住宅局関連では、空き家対策総合支援事業については40億円、空き家対策の担い手強化・連携モデル事業では5億円で、いずれも前年度比より増額となっています。

空き家対策総合支援事業とは、国が市町村の行う空き家の活用や除去事業に対して、補助を行うもので各市町村ごとに老朽化した空き家の解体費の補助金や改修費の補助金の一部にあてられています。

空き家対策の担い手強化・連携モデル事業は、空き家活用の相談やアドバイスのできる人材を育成したり、相談体制を整えようというもので、今年の5月にはモデル事業の提案募集も行なわれました。

土地・建設産業局の関連では、空き家・空き地の流通活用の促進には1億3,000万円が設定され、空き家活用の面からも注目される民泊管理業の環境整備には前年度比で2倍の3,000万円が設定されています。
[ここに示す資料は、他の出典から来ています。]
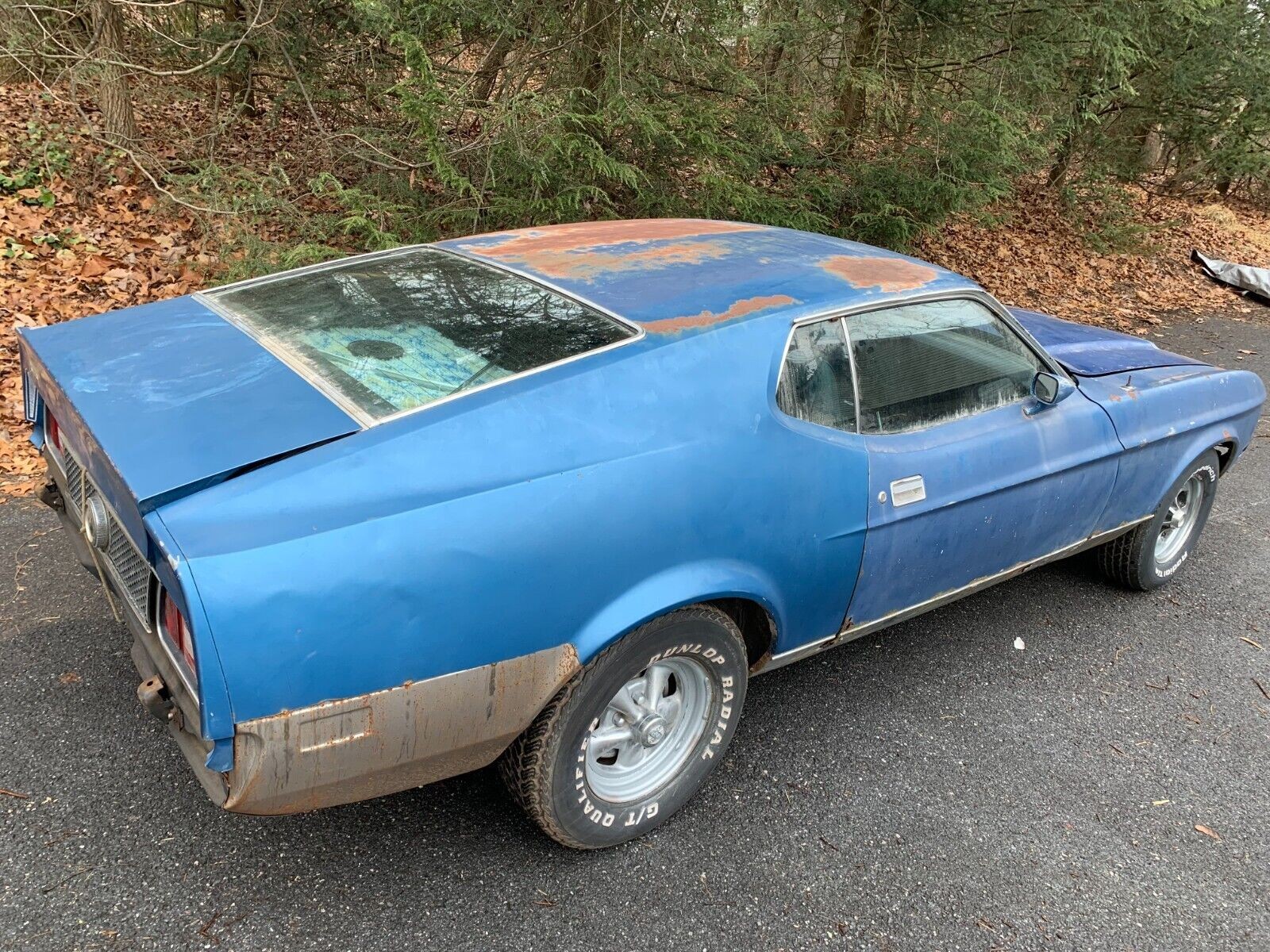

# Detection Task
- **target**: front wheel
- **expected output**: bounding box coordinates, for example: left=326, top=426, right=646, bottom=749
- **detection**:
left=1095, top=449, right=1219, bottom=592
left=499, top=605, right=748, bottom=849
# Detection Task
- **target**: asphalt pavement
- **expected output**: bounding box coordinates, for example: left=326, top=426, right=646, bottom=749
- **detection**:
left=0, top=313, right=1270, bottom=952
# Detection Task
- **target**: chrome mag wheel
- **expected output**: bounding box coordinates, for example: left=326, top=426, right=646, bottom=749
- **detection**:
left=1156, top=474, right=1205, bottom=565
left=586, top=658, right=714, bottom=804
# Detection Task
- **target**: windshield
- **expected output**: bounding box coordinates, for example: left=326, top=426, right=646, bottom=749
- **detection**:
left=205, top=249, right=637, bottom=423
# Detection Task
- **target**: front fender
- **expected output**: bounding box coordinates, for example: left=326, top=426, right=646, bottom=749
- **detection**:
left=573, top=560, right=785, bottom=664
left=1081, top=367, right=1265, bottom=529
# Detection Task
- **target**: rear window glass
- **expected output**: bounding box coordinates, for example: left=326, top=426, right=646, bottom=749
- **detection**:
left=205, top=249, right=637, bottom=423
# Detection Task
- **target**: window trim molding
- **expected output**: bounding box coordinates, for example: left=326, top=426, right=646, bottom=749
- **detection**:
left=772, top=288, right=1076, bottom=436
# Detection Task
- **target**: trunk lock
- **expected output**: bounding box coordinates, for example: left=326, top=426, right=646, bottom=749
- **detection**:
left=80, top=497, right=110, bottom=552
left=137, top=674, right=173, bottom=721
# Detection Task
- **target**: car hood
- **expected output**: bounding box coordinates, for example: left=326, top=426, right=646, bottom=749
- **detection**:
left=1010, top=307, right=1204, bottom=377
left=19, top=297, right=360, bottom=512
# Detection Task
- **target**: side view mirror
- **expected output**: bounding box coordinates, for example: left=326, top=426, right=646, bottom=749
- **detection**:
left=1033, top=370, right=1059, bottom=406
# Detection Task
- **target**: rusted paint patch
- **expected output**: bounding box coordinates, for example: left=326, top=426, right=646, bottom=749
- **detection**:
left=224, top=645, right=579, bottom=814
left=644, top=294, right=798, bottom=334
left=821, top=255, right=940, bottom=292
left=459, top=218, right=762, bottom=281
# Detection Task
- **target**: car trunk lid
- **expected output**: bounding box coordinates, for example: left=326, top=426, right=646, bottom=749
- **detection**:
left=1010, top=307, right=1204, bottom=377
left=19, top=297, right=360, bottom=523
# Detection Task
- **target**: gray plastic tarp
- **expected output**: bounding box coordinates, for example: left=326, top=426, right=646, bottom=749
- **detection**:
left=1191, top=249, right=1270, bottom=305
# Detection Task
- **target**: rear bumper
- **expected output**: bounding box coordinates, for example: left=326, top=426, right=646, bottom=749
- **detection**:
left=40, top=466, right=229, bottom=806
left=44, top=463, right=579, bottom=815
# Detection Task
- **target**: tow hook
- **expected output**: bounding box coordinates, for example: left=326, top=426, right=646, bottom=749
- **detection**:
left=137, top=674, right=173, bottom=721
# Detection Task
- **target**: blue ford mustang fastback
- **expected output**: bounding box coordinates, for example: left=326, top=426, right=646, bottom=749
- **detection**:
left=21, top=220, right=1265, bottom=848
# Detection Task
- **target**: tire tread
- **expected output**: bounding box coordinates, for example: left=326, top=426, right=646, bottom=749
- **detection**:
left=498, top=605, right=745, bottom=849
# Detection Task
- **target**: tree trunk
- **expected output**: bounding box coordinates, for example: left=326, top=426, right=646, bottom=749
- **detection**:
left=1045, top=132, right=1076, bottom=189
left=578, top=0, right=620, bottom=93
left=472, top=29, right=516, bottom=103
left=93, top=0, right=137, bottom=146
left=838, top=0, right=883, bottom=140
left=224, top=0, right=259, bottom=116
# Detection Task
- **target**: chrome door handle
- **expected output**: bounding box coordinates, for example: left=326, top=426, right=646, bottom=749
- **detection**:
left=891, top=476, right=926, bottom=506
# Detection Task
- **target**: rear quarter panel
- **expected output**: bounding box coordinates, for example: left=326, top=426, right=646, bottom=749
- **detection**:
left=161, top=322, right=866, bottom=721
left=1080, top=366, right=1265, bottom=529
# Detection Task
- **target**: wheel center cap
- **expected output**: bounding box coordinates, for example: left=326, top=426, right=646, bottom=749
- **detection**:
left=639, top=715, right=669, bottom=747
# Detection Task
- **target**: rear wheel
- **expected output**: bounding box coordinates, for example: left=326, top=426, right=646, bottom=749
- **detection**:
left=499, top=605, right=748, bottom=849
left=1095, top=449, right=1219, bottom=592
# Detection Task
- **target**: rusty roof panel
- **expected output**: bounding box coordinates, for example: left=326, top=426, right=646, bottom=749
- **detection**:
left=440, top=218, right=976, bottom=338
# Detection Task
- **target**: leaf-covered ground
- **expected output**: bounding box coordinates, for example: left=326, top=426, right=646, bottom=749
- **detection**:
left=0, top=86, right=1270, bottom=501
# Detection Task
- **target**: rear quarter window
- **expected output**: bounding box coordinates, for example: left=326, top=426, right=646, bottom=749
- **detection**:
left=847, top=300, right=1041, bottom=433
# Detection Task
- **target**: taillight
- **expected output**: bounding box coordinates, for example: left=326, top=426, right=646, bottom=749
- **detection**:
left=159, top=590, right=198, bottom=681
left=44, top=410, right=62, bottom=453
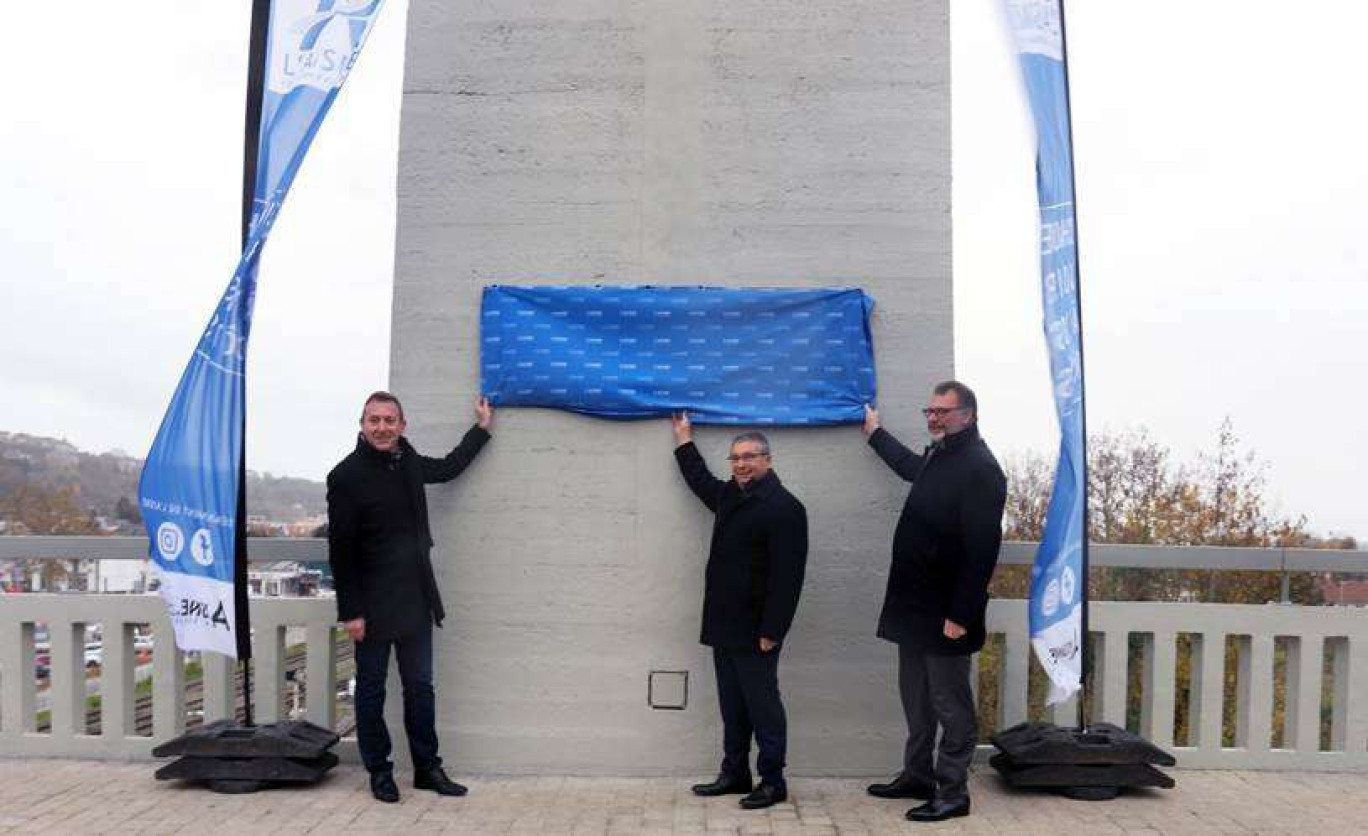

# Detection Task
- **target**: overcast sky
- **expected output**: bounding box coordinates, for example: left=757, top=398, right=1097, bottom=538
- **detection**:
left=0, top=0, right=1368, bottom=538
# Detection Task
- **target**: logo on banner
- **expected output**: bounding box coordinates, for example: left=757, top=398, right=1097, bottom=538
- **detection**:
left=157, top=523, right=185, bottom=562
left=267, top=0, right=380, bottom=93
left=190, top=528, right=213, bottom=566
left=170, top=597, right=233, bottom=632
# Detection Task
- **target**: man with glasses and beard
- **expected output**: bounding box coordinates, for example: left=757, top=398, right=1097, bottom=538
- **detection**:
left=865, top=380, right=1007, bottom=821
left=328, top=391, right=494, bottom=803
left=672, top=413, right=807, bottom=810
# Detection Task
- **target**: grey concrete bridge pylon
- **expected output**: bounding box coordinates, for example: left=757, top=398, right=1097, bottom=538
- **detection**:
left=391, top=0, right=952, bottom=774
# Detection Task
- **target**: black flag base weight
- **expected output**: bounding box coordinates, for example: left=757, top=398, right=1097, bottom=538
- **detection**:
left=152, top=720, right=341, bottom=792
left=988, top=722, right=1176, bottom=800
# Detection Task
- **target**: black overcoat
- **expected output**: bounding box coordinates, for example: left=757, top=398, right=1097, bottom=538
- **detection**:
left=869, top=424, right=1007, bottom=655
left=328, top=426, right=490, bottom=639
left=674, top=442, right=807, bottom=650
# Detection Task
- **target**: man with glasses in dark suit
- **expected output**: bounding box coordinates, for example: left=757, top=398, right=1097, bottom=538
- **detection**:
left=672, top=413, right=807, bottom=810
left=865, top=380, right=1007, bottom=821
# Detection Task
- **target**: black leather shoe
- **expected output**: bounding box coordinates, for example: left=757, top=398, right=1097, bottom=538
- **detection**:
left=907, top=795, right=969, bottom=821
left=371, top=772, right=399, bottom=805
left=865, top=776, right=936, bottom=800
left=413, top=766, right=466, bottom=795
left=741, top=784, right=788, bottom=810
left=691, top=773, right=751, bottom=796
空き家・空き地の流通活用の促進という点では、これまで平成30年度より本格運用が開始された「全国版空き家・空き地バンクサイト」があります。

これは各市町村ごとに開設されていた空き家バンクの情報を全国的に一括で検索できるようにしようというもので、現在は株式会社LIFULLとアットホーム株式会社によって運営されるものが存在します。

平成30年度は「地域の空き家等の流通モデルの構築」ということで、地域の事業者との連携による空き家活用モデルをつくる目的があります。

この予算概算要求から今後も空き家に関係した補助・助成制度が出てくることも考えられますから、引き続き注目していきましょう。